Kalkar is a good example of change and stability in the cultural landscape of the Lower Rhine. Founded 800 years ago on a dried-up branch of the Rhine, the village has retained its historical charm. About 200 houses which are listed as protected structures and a number of old fountains contribute to the atmosphere of the village. The old architecture in the Wissel and Grieth town districts, the charming Hanselaer area and the Mühlenhof are also worth a visit.

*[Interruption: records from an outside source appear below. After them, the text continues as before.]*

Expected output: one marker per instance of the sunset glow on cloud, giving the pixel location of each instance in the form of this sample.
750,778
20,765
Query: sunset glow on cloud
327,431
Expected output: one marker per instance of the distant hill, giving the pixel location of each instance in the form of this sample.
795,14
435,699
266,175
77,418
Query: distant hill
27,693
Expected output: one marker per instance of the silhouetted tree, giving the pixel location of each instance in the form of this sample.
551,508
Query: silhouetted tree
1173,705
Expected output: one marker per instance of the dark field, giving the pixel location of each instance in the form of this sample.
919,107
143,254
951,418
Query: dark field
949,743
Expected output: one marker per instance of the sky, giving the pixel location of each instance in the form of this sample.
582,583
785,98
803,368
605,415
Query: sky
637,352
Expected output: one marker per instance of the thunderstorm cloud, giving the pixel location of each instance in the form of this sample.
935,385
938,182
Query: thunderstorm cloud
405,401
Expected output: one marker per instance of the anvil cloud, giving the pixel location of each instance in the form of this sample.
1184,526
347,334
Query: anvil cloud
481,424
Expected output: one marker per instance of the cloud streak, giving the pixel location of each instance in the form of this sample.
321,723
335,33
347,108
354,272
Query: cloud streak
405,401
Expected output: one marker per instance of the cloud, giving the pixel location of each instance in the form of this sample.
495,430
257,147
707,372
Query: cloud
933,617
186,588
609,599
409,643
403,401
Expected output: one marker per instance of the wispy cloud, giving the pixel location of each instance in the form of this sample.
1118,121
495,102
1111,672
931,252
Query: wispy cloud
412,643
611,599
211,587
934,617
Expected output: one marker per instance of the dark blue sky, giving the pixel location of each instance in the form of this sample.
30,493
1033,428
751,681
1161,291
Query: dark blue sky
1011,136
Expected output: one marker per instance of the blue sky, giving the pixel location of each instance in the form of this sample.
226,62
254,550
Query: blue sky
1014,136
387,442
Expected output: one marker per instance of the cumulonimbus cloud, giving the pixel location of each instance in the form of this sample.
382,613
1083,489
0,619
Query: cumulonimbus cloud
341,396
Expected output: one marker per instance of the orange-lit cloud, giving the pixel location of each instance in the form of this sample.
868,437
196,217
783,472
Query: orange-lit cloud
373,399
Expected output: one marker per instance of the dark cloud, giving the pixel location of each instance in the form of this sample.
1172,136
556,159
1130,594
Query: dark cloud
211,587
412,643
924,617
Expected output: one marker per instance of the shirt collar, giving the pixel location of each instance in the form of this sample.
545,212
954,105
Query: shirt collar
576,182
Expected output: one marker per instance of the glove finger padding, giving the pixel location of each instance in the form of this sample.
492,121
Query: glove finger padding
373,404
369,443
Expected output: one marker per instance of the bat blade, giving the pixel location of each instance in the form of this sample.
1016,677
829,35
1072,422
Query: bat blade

One symbol of the village is the Beginenhof, which dates from around 1500. Near the Hanselaer Tor (Hanselaer Gate), fresh bread and freshly-brewed beer can be bought in the Lohwindmühle windmill, a protected architectural structure. The Gothic town hall is the largest surviving building of its kind in the Rhineland.

Particularly worth seeing is also the Nikolaikirche, a pillar basilica dating from the later Romantic period. Typical features of this era can still be seen at the western tower and in the area of the choir. The church is known for its nine carved altars dating from the 16th century, its windows, choir stalls and its candelabra of Our Lady. But what makes the Nikolaikirche unique is the link between these mediaeval works of art and its modern church windows, designed by biologists, physicists and glass painter Karl-Martin Hartman in 2000. The windows link the form of historical depiction and the pronouncements typically found in windows in Catholic churches with the latest findings regarding the genesis of the universe, thus reformulating the story of creation.